Le 3 mars dernier, Qui Vive est allé à la rencontre d’un architecte hors du commun : le castor. Reportage dans les Alpes de Haute-Provence, lors d’une sortie organisée par FNE PACA, le long de l’Encrême, pour observer sa présence, aussi bénéfique pour la biodiversité que pour lutter contre le réchauffement climatique.

FNE PACA et les solutions fondées sur la nature

Depuis début 2026, France Nature Environnement PACA organise des sorties de terrain pour faire découvrir des “solutions fondées sur la nature”, appliquées à la restauration des zones humides. L’idée est simple : s’allier avec la nature pour lutter contre le réchauffement climatique.

Ces sorties, appelées les “solutions qui coulent de source”, sont organisées par Mattia Trabucchi, chargé de mission Eau et Mer au sein de l’association. Elles permettent d’aller à la rencontre des acteurs locaux (agriculteurs, collectivités, communes, entreprises, etc.) afin de comprendre concrètement comment sont menés les projets de restauration écologique.

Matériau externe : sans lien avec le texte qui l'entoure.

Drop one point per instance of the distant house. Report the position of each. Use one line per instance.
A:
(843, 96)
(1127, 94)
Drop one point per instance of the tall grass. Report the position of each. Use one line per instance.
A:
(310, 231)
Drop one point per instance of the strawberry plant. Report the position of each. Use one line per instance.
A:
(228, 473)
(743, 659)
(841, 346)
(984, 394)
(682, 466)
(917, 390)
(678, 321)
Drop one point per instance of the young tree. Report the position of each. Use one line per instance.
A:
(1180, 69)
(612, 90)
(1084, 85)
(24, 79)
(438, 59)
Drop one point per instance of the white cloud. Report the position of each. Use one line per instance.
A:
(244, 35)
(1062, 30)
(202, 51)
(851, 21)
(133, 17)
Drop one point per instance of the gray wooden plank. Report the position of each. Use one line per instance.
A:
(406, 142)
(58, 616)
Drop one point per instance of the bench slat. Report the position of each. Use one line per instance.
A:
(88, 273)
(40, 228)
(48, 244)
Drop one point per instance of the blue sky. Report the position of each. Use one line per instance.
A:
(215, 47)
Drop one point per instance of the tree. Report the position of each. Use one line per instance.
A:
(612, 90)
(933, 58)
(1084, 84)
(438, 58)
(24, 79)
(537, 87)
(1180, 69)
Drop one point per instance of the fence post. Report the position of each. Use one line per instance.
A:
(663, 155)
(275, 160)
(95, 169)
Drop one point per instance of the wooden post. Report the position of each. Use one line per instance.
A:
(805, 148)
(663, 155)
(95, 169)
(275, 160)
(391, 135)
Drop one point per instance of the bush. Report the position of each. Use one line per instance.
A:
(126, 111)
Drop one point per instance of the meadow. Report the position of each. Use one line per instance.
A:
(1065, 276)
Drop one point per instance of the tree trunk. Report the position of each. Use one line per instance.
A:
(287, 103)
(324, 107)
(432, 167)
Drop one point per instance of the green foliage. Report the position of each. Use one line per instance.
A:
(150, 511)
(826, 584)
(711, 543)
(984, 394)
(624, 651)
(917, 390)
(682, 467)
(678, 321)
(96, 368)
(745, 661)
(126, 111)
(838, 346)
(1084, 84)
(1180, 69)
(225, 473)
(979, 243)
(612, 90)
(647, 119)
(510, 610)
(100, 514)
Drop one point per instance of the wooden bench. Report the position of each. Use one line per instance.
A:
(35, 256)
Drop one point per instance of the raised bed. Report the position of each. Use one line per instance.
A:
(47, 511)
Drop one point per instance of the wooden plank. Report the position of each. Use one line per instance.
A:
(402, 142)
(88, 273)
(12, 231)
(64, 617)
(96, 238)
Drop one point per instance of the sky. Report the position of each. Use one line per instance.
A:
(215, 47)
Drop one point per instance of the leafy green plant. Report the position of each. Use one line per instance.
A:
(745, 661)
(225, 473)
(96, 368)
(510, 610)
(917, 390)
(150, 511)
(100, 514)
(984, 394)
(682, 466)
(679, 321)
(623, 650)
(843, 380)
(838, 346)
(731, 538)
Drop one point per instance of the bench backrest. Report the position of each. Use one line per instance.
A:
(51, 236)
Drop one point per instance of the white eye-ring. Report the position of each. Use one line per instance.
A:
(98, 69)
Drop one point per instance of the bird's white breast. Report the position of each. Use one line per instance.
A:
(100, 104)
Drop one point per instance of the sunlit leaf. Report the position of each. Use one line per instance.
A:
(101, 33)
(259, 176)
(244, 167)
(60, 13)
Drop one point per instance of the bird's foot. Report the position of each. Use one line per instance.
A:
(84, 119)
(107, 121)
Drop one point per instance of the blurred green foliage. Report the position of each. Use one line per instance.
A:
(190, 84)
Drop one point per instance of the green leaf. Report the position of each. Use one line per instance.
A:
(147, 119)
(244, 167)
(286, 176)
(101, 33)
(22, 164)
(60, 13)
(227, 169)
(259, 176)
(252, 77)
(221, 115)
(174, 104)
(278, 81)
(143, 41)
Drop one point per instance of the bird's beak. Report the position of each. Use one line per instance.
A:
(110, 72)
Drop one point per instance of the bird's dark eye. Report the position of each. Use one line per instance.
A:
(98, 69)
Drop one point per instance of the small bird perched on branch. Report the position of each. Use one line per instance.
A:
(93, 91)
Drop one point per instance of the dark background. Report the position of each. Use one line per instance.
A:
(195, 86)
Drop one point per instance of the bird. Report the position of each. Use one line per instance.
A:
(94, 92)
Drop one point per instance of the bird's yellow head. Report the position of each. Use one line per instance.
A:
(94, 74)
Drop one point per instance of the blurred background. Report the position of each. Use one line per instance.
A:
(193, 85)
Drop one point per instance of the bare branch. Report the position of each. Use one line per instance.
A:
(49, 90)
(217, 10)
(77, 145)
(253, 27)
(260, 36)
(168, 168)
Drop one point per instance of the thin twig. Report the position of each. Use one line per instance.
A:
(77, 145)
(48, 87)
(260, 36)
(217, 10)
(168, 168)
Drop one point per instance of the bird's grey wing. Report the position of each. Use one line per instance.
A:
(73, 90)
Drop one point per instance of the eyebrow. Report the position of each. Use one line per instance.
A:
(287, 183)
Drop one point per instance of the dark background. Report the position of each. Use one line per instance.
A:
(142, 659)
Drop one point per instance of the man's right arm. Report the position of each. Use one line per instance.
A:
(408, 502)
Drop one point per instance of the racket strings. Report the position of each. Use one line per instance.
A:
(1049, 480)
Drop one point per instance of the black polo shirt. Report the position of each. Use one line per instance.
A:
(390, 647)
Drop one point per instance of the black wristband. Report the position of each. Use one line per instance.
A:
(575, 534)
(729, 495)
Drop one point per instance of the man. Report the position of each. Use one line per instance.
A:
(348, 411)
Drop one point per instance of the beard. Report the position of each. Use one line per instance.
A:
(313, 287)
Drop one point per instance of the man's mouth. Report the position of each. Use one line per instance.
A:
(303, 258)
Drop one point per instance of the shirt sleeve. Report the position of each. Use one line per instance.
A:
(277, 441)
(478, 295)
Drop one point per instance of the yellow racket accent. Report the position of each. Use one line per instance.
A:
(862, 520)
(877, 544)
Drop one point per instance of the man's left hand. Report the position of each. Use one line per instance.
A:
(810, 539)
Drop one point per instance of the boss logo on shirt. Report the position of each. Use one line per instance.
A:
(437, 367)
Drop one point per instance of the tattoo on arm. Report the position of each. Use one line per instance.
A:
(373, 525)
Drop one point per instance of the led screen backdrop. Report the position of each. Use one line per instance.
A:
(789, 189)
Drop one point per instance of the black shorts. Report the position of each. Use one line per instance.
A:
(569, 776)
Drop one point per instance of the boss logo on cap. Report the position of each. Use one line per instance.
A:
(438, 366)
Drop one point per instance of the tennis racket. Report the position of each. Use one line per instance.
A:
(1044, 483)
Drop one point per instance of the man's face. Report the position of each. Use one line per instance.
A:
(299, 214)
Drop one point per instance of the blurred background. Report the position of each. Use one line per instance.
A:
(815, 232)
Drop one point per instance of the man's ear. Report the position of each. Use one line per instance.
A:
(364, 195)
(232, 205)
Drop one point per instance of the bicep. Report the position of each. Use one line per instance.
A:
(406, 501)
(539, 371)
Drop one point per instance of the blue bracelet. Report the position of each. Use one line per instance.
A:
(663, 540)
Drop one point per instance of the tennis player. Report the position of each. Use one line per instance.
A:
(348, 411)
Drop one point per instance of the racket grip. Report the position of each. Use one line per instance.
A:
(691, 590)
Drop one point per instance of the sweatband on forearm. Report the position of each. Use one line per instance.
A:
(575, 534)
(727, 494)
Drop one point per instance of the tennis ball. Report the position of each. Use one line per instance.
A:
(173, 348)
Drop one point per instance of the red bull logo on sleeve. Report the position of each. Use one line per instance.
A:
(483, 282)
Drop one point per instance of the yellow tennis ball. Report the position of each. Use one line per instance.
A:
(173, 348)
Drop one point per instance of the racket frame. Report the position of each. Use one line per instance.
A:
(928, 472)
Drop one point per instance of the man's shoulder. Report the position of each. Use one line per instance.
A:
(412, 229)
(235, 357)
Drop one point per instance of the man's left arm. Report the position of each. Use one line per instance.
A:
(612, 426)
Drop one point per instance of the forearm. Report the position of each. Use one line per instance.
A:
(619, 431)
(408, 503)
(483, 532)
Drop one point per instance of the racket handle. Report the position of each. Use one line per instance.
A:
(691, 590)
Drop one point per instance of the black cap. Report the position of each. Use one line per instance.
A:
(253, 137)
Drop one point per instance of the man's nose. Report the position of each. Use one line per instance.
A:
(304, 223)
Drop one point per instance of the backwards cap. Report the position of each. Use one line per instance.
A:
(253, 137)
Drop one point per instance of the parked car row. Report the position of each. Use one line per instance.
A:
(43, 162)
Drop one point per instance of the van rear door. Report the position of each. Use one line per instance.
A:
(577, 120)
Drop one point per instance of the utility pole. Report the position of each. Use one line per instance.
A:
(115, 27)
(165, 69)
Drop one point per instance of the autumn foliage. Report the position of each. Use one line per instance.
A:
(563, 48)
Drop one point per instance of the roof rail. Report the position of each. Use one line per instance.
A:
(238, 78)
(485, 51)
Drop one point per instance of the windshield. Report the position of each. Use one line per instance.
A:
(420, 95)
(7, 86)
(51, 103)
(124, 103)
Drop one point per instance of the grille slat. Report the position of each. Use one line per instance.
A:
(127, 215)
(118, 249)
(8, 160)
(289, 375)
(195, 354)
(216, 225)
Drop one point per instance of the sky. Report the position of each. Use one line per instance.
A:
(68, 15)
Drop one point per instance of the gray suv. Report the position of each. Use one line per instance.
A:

FNE PACA a par ailleurs sorti une web série appelée “Ça coule de source ?!” consacrée aux utilisations responsables de l’eau. L’objectif est de montrer les bénéfices de ces approches pour la biodiversité, mais également pour les sociétés humaines, longtemps restées dans une logique d’exploitation des milieux naturels.

La sortie était animée par Anne-Laure Barthélémy, Animatrice Zones humides Région et Alpes du Sud du Conservatoire d’espaces naturels PACA, une association régionale de protection de la nature. La rivière de l’Encrême constitue un site d’observation privilégié, notamment en raison de la présence du castor, dont l’activité contribue naturellement à la restauration du cours d’eau.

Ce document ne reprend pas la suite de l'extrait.